This Means War.

By Ahmed Shaikh | Updated on 01-May-2008

01 May 2008 17:25

A look at Intel’s upcoming GPU rival—the Larrabee processor—we reveal the why, the what, and the so-what?

“We’re going to open a can of whoop ass.” Not a line you would expect from the CEO of a multi-million dollar company, but NVIDIA’s Chief Executive Officer Jen-Hsun Huang had those fighting words for its now-rival, and processor King—Intel.

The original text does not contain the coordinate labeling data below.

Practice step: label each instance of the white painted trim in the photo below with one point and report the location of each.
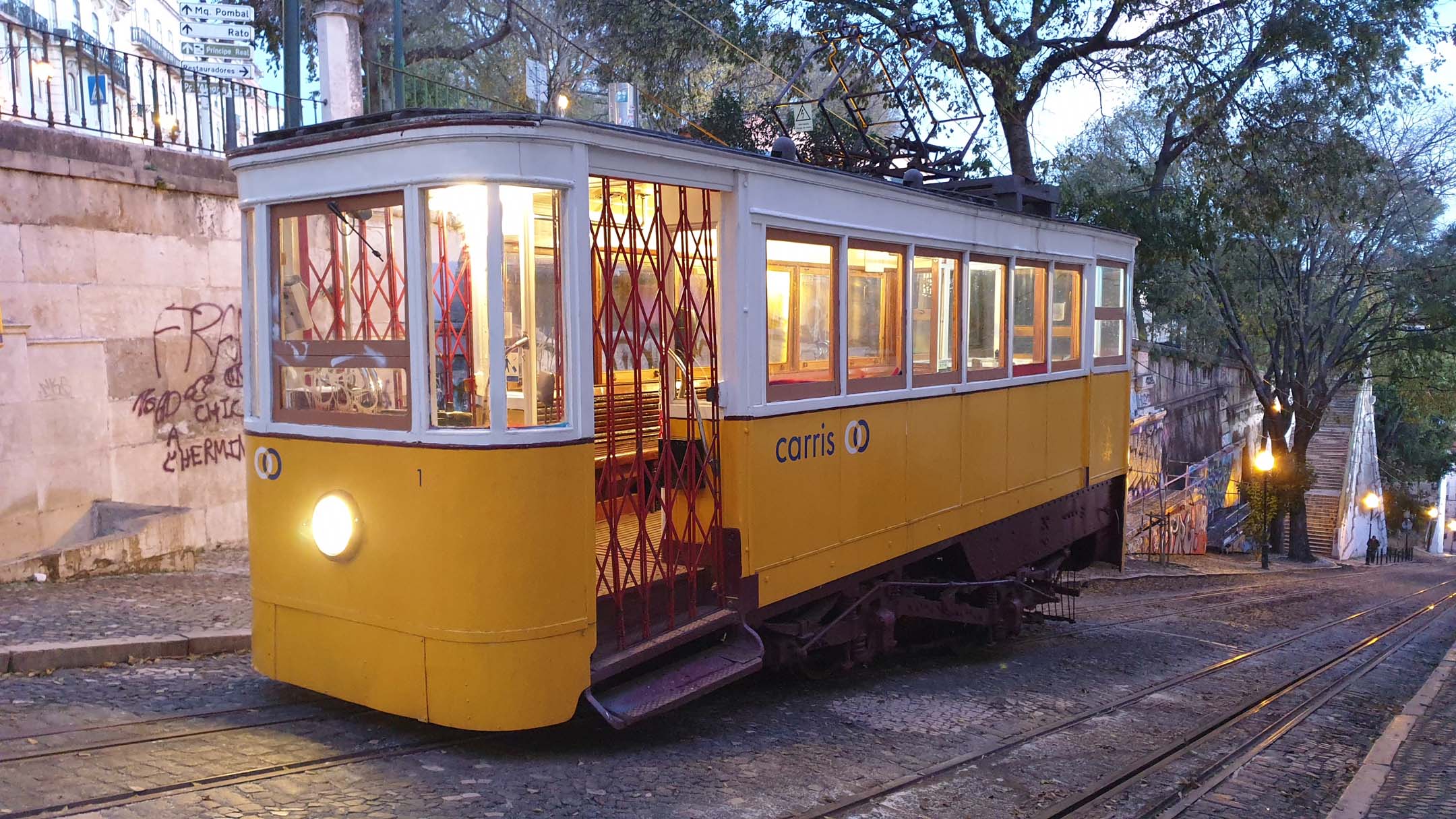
(419, 303)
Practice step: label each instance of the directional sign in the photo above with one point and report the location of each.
(231, 70)
(217, 12)
(219, 31)
(219, 50)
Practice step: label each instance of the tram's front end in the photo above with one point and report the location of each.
(420, 490)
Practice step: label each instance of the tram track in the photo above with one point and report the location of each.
(938, 770)
(1188, 792)
(328, 712)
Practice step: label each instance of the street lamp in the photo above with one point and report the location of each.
(1370, 502)
(1264, 462)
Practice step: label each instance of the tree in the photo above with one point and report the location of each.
(1197, 60)
(1321, 263)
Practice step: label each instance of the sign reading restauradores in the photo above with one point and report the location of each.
(823, 444)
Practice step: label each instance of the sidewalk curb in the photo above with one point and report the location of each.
(1356, 800)
(84, 653)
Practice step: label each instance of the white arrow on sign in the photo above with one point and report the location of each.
(220, 50)
(219, 31)
(217, 12)
(231, 70)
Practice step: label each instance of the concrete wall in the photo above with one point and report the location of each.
(120, 380)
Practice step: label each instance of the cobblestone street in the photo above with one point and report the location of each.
(212, 738)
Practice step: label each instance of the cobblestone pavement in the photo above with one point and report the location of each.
(765, 748)
(1423, 777)
(214, 595)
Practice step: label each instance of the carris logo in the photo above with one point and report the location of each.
(267, 462)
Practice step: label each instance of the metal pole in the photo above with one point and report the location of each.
(292, 47)
(399, 55)
(1269, 525)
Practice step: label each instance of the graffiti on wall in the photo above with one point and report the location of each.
(1172, 518)
(195, 402)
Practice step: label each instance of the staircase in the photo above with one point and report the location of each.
(1330, 456)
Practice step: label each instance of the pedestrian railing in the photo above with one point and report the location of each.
(388, 88)
(69, 79)
(1391, 554)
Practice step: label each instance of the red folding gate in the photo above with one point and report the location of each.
(660, 559)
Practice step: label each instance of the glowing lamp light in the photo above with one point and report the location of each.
(1264, 461)
(335, 525)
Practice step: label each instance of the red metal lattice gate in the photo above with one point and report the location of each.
(660, 557)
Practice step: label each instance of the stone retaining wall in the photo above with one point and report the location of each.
(120, 375)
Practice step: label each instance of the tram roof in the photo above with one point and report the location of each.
(415, 119)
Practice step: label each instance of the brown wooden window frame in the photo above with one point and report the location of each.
(803, 390)
(957, 296)
(896, 380)
(1001, 371)
(1041, 318)
(1076, 327)
(1110, 313)
(385, 355)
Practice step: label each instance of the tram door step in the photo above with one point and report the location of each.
(680, 679)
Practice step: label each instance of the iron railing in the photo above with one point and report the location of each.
(143, 38)
(73, 82)
(420, 92)
(25, 13)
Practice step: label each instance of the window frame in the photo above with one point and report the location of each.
(326, 353)
(1002, 371)
(894, 380)
(959, 367)
(1112, 313)
(778, 392)
(1078, 321)
(1041, 341)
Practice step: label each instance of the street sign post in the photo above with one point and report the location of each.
(226, 12)
(228, 70)
(217, 50)
(219, 31)
(536, 80)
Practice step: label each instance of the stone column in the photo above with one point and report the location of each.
(340, 57)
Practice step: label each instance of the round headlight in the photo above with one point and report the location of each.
(335, 524)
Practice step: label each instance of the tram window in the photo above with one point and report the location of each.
(460, 355)
(340, 346)
(1066, 318)
(1029, 311)
(530, 225)
(935, 318)
(1112, 313)
(803, 336)
(985, 291)
(876, 318)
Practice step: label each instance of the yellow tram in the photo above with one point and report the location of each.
(543, 411)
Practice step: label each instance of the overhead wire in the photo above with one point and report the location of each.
(599, 60)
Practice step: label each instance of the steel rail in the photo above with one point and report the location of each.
(320, 715)
(155, 721)
(1157, 760)
(238, 777)
(1230, 764)
(931, 771)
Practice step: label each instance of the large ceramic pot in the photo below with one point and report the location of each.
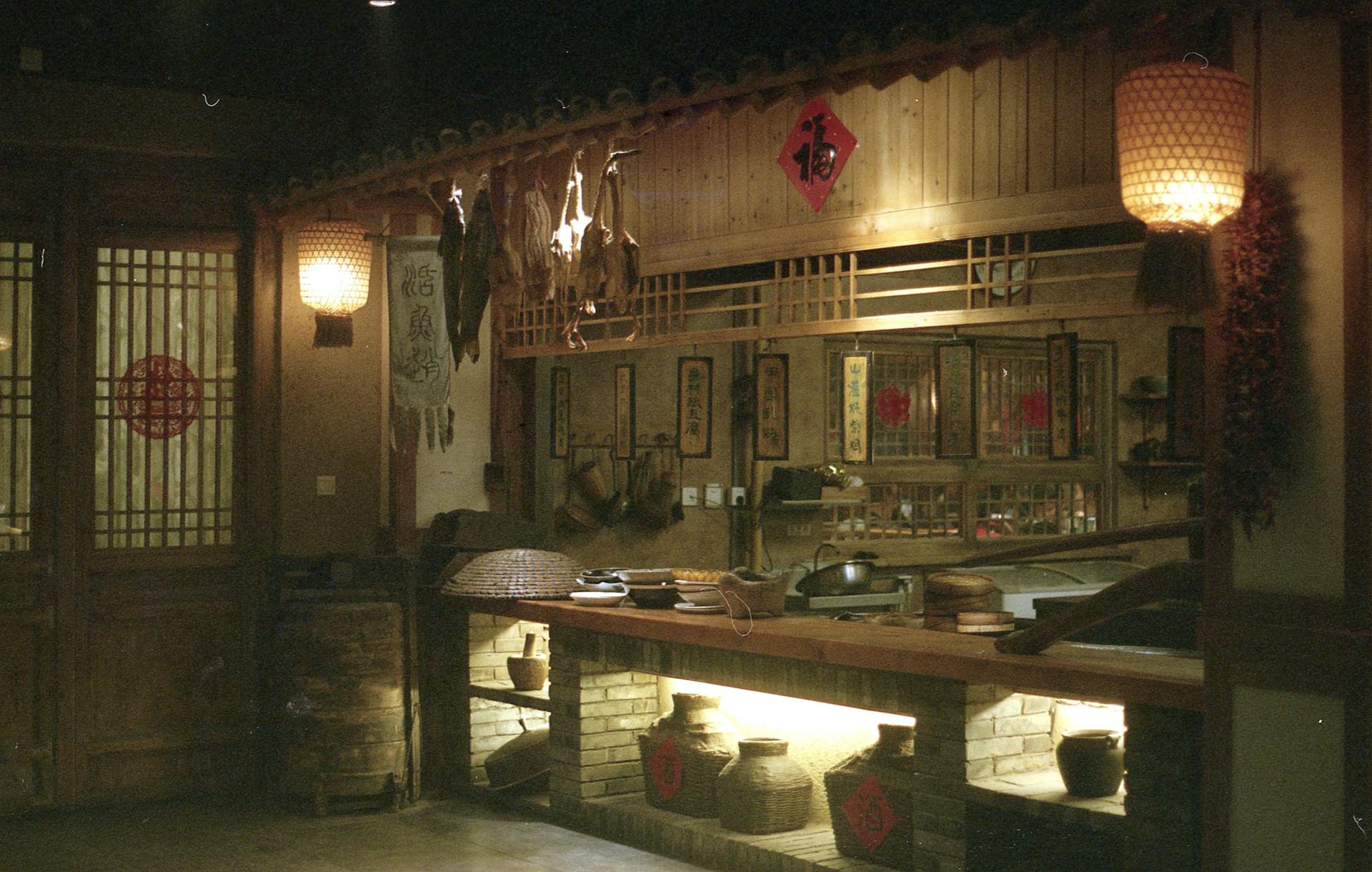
(684, 753)
(1091, 761)
(763, 790)
(870, 798)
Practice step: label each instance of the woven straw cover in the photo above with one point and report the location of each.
(1183, 135)
(516, 575)
(335, 267)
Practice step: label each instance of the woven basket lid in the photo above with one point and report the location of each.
(516, 575)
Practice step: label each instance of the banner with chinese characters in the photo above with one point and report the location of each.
(625, 412)
(1063, 396)
(420, 362)
(695, 387)
(815, 152)
(772, 437)
(562, 400)
(857, 419)
(955, 417)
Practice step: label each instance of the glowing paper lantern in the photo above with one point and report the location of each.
(1183, 138)
(335, 271)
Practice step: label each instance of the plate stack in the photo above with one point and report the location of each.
(948, 593)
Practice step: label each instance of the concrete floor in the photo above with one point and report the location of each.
(246, 834)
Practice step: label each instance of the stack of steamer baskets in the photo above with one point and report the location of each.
(960, 602)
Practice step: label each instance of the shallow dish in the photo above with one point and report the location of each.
(599, 598)
(696, 593)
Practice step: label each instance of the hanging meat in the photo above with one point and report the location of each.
(538, 244)
(450, 249)
(478, 250)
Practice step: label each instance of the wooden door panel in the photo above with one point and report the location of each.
(171, 683)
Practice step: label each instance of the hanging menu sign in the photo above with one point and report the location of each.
(1063, 396)
(857, 419)
(625, 412)
(695, 387)
(772, 437)
(955, 419)
(562, 396)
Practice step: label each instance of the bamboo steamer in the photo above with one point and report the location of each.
(763, 790)
(684, 753)
(870, 800)
(341, 700)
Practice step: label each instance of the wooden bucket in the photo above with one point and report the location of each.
(341, 700)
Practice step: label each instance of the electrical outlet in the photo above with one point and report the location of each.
(714, 496)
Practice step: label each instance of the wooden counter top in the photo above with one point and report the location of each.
(1063, 670)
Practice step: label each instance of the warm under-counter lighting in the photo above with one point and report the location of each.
(335, 271)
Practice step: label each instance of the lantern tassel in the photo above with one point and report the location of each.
(1176, 271)
(332, 331)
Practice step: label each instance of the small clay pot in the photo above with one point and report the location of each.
(529, 672)
(1091, 761)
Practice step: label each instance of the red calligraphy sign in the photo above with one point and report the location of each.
(665, 766)
(869, 813)
(159, 397)
(815, 152)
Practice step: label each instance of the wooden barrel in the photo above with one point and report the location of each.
(341, 699)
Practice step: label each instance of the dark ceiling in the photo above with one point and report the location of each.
(423, 65)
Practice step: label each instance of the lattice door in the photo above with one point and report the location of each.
(164, 397)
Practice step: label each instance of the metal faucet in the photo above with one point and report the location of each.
(815, 562)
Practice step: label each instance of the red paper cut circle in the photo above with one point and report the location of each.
(870, 815)
(1035, 408)
(159, 397)
(665, 766)
(815, 152)
(892, 405)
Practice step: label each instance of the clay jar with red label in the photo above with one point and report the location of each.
(684, 753)
(870, 802)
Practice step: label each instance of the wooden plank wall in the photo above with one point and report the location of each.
(1042, 122)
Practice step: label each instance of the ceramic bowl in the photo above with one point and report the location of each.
(699, 593)
(599, 598)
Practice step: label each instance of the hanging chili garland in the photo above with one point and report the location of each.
(1257, 423)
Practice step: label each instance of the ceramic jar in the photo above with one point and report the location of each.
(763, 790)
(684, 753)
(870, 798)
(1091, 761)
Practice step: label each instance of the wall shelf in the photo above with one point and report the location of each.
(505, 693)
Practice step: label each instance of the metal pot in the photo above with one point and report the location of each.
(837, 578)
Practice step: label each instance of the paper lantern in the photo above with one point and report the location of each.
(335, 271)
(1183, 138)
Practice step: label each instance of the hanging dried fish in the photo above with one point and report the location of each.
(538, 244)
(450, 249)
(478, 250)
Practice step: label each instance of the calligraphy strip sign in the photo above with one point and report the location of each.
(955, 418)
(625, 412)
(772, 433)
(695, 414)
(815, 152)
(1063, 397)
(1185, 392)
(562, 400)
(857, 418)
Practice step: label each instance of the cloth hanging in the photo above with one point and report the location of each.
(420, 371)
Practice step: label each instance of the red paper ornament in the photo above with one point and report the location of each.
(870, 815)
(815, 152)
(892, 405)
(159, 397)
(665, 766)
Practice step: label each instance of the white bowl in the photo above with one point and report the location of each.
(697, 593)
(597, 598)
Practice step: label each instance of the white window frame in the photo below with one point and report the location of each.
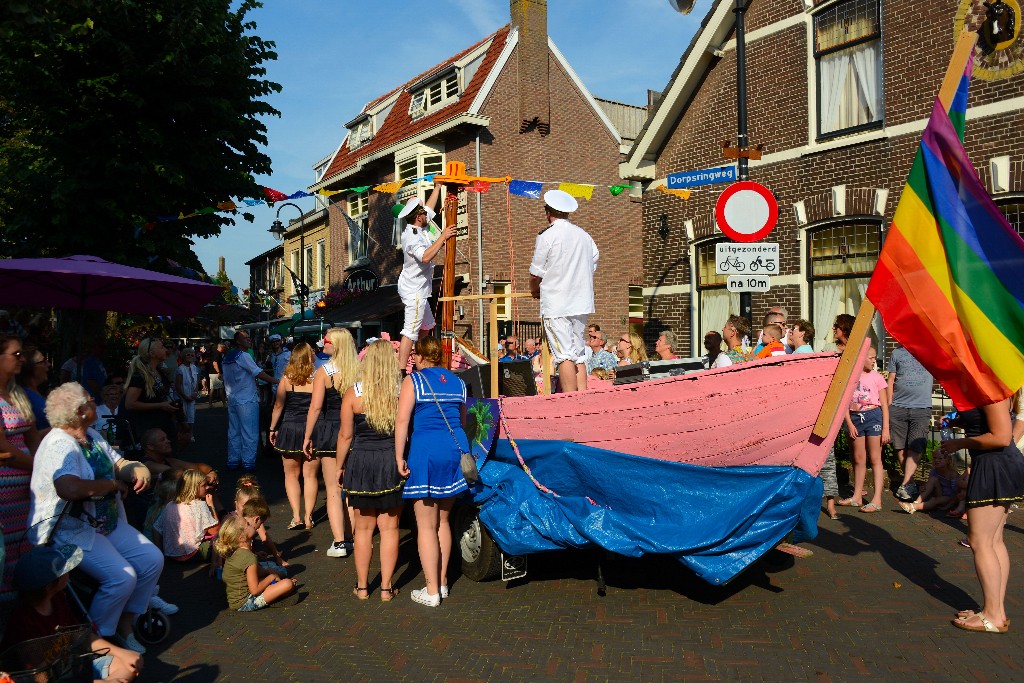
(361, 133)
(436, 94)
(848, 77)
(505, 303)
(321, 263)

Intel and NVIDIA have been exchanging words lately. Intel has the graphics card industry set in sight with its future processor plans. NVIDIA, now the only independent graphic house post the AMD-ATI merger, is not willing to take the threat lying down.
The stakes are high, battle lines have been drawn; information warfare through presentation slides is being fought on an almost daily basis. But what is the battle all about? What brought these seemingly disparate entities—a CPU maker and a GPU maker—to head?

To understand why, we must take a step back in time to 1965, when Intel’s Gordon E. Moore put down an observation with far-reaching consequences.

Double The Fun
In the April edition of Electronics Magazine, 1965, Gordon Moore put forth the germ of what would eventually form the Moore’s Law. Moore’s original statement read that “The complexity for minimum component costs has increased at a rate of roughly a factor of two per year…”, this kernel of an observation was then elaborated by Moore into the statement that is the Law, that the number of transistors on a chip will double about every two years.

Moore’s Law can be exploited in two ways, both of which stem from a common root that transistor costs will fall with time. The implications are (1) increase the clock speed of a processor, (2) cram more components onto the surface of a chip.

Until the Pentium 4 processor, increasing the processor speeds was the option to pick. Moore’s Law turned into something of a self-fulfilling prophecy for the semiconductor industry. The Law formed the basis for future roadmaps for major silicon companies and thus lent further credence to the law—an electronic ouroboros, eating its own tail. Faster and faster the processors ran, right up to the point where they hit the thermal wall and brought the entire race to a standstill. With the Pentium 4, it was pretty clear that the thermal output of a fast processor took away any positives that a fast chip might bring to board.

It was time for a rethink.

Picking up the Red Pill
Option number two is where things are currently headed. Today, since processor speeds have reached something of a plateau, progress must be made via component integration. Sometimes a processor becomes so fast that a component that lies outside the processor becomes a hindrance, a bottleneck. Integration in this case, has a basis in solving a problem: access to memory too slow? Bring the pathways inside the processor. This was why AMD chose to integrate its processor’s memory controller within the processor itself.

Integration can also be an option when there is no other path to take. As things stand, the processors have hit the thermal wall, the clockspeed party is bust and the industry is staring at a very fuzzy road ahead.

The fuzziness is reduced a bit when one follows the money.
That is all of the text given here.